Monday, December 10, 2012

Jim Traynor, Rangers, and the decline of Scottish media

Much as I enjoyed Michael Grant's piece in The Herald this morning on Jim Traynor's move from the Daily Record and BBC to a senior comms role for Rangers, it missed one important piece of insight.  

If Grant is right and Rangers are successful in their media strategy to move away from servicing the needs of Scotland's newspapers and broadcasters in preference to direct channels like Facebook and the Rangers website to communicate with their support, how does this impact on the Scottish mainstream media? If Rangers and their significant supporter base don't need the Record, Sun, The Herald or Radio Clyde to provide the latest news from Ibrox, this can potentially have a huge impact on their numbers of viewers and readers, and consequently their advertising revenues.

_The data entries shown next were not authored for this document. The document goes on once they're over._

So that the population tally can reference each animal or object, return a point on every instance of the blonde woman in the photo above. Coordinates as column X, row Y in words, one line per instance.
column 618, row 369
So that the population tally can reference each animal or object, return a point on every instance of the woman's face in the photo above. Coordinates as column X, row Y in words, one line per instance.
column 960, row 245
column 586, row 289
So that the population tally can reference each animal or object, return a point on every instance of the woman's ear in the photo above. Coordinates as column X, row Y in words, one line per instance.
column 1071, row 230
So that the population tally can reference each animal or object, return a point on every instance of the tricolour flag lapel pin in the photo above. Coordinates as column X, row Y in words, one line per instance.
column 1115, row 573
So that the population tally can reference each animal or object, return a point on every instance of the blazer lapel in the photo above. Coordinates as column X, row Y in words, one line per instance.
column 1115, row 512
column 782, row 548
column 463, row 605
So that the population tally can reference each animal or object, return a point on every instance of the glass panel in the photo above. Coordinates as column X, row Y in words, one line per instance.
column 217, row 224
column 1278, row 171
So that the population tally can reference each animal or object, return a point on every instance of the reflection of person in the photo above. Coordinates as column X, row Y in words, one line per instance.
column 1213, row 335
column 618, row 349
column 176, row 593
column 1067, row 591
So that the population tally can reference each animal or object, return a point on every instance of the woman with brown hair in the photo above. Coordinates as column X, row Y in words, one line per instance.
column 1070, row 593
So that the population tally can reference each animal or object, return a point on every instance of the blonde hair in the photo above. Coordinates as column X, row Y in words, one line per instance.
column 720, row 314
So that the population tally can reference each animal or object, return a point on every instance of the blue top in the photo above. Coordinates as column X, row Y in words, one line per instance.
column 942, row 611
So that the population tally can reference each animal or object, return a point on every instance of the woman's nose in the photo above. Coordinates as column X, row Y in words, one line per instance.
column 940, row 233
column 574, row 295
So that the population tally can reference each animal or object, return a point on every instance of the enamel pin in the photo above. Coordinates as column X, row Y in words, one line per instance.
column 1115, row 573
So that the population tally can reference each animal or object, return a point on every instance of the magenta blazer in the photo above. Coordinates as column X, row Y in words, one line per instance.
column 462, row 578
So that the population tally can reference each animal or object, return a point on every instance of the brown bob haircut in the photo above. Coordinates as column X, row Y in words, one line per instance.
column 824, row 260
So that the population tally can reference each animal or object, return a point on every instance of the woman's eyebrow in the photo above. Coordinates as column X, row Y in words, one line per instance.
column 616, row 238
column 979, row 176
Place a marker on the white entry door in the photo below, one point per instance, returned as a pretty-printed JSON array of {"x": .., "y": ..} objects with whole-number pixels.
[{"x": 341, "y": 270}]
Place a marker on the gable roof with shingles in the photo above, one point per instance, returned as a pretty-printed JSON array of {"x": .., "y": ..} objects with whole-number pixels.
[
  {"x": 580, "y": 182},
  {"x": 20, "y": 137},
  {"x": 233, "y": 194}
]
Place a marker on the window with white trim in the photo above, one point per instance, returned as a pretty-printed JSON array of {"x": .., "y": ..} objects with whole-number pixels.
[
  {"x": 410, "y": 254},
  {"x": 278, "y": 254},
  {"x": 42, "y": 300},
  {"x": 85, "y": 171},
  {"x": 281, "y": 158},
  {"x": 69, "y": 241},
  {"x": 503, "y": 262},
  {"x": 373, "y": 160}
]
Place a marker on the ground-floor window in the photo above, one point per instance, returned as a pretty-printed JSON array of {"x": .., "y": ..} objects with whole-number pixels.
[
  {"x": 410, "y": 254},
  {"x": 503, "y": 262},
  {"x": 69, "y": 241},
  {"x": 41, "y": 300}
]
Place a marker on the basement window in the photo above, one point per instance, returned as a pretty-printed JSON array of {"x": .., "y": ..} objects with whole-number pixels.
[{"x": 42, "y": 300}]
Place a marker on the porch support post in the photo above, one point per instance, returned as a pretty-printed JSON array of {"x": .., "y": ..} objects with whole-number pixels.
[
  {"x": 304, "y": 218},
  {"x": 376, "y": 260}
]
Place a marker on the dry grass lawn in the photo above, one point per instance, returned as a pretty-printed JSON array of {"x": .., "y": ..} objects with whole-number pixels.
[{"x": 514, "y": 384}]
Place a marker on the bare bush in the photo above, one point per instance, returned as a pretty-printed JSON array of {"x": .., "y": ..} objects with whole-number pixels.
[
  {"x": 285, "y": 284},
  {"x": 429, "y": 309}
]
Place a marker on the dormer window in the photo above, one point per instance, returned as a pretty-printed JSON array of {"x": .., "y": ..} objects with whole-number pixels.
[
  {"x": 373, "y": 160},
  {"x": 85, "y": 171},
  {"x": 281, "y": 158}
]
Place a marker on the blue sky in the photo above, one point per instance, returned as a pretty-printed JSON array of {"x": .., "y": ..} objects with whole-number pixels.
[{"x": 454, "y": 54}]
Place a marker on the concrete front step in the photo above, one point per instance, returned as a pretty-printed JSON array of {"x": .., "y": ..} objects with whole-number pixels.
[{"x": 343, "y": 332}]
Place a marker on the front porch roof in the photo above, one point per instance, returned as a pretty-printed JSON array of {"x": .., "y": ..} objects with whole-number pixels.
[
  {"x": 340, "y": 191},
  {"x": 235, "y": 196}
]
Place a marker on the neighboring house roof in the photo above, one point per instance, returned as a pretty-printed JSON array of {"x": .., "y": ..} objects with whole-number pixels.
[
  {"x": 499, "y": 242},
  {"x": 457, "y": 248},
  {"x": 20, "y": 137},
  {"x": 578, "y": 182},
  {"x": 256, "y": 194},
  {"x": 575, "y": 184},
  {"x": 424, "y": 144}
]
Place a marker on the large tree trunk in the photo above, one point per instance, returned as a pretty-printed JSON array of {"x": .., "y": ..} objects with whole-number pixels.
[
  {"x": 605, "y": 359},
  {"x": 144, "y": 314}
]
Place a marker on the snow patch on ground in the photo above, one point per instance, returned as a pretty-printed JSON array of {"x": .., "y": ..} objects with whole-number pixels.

 While it's clearly difficult to attract paying subscribers to online news services when free alternatives are easily available, you can definitely see that there might be a market in providing exclusive content direct to supporters when the service provided to external newspapers and broadcasters is restricted. Why should Rangers let others make money from exclusive interviews and stories when the club themselves could be reaping profits from clicks and building closer relationships with their customer base?

 I'm sure a few of Jim Traynor's former colleagues will continue to attempt to have some fun at his expense over the coming days and weeks. I'm also sure that if Michael Grant is right about Rangers' media strategy they'll only have a few months grace before this directly impacts on their own future, and not for the better.